The editorial board has historically drawn editors and advisors from institutions such as Université Paris 1 Panthéon-Sorbonne, Université Paris-Saclay, Université de Strasbourg, University of Edinburgh, Columbia University, Stanford University, Max Planck Society, Institut d'Histoire des Sciences de l'Université de Genève, and research bodies like European Research Council and National Science Foundation. Publication frequency, distribution, and indexing link the journal to catalogues maintained by ISSN International Centre, JSTOR, Scopus, Web of Science, and library networks including OCLC. Special issues have been guest-edited in collaboration with centers such as Max Planck Institute for the History of Science, Wellcome Unit for the History of Medicine, Centre Alexandre Koyré, and museums such as Musée des Arts et Métiers.
Notable contributions include archival revelations on topics related to Ptolemy, Copernicus, Tycho Brahe, and debates over priority in discoveries involving Antoine Lavoisier and Joseph Priestley; critical editions of correspondence between Pierre-Simon Laplace and Jean-Baptiste Joseph Fourier; forensic studies of experiments by Luigi Galvani and Alessandro Volta; and historiographical reassessments of medical figures like Hippocrates, Galen, William Harvey, Andreas Vesalius, Ignaz Semmelweis, Edward Jenner, and Paul Ehrlich. The journal has published influential essays on instrument-making linked to James Watt, Henry Cavendish, George Stephenson, and archaeological histories of technology encompassing Aztec and Inca artifacts, colonial encounters such as Scramble for Africa, and the global circulation of knowledge between ports like Lisbon, Amsterdam, Venice, Alexandria, and Canton (Guangzhou). Interdisciplinary pieces engage with legal and political contexts involving treaties like Treaty of Westphalia and events such as Congress of Vienna when relevant to scientific institutions.

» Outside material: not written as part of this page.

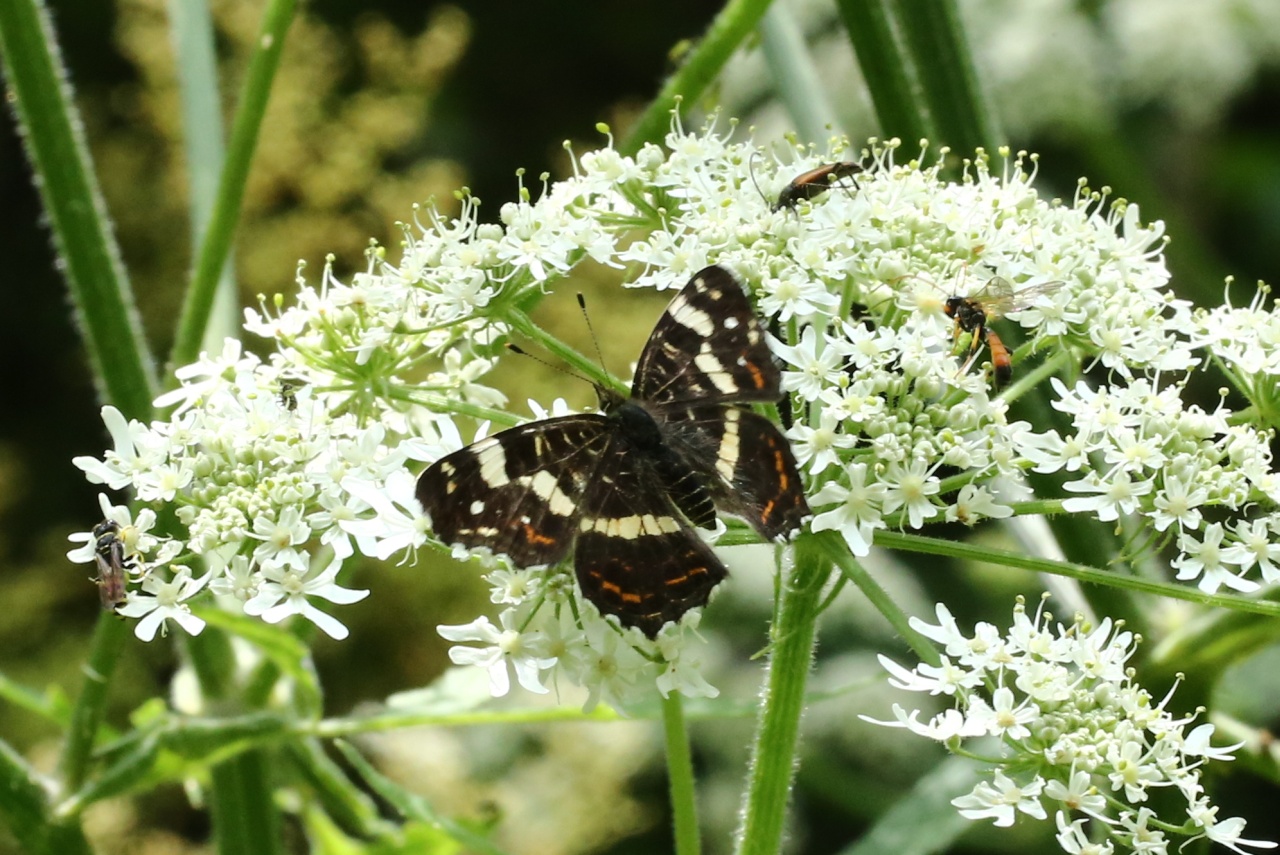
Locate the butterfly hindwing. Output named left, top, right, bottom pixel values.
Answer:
left=631, top=266, right=782, bottom=404
left=417, top=415, right=612, bottom=567
left=573, top=445, right=728, bottom=637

The journal is cited in monographs and articles produced at centers including Princeton University, Yale University, Massachusetts Institute of Technology, University of California, Berkeley, Johns Hopkins University, University College London, and by scholars associated with prizes such as the Kluge Prize, Holberg Prize, Sarton Medal, and Balzan Prize. It has informed exhibitions at institutions like Science Museum (London), Musée d'Orsay, Louvre Museum, and Deutsches Technikmuseum. Reviews and commentary have appeared in outlets connected to Le Monde, The Guardian, Nature, Science (journal), and Isis (journal). The journal's impact extends to curricula at École Polytechnique, Heidelberg University, University of Bologna, and summer schools organized by Erasmus Programme and Humboldt Foundation.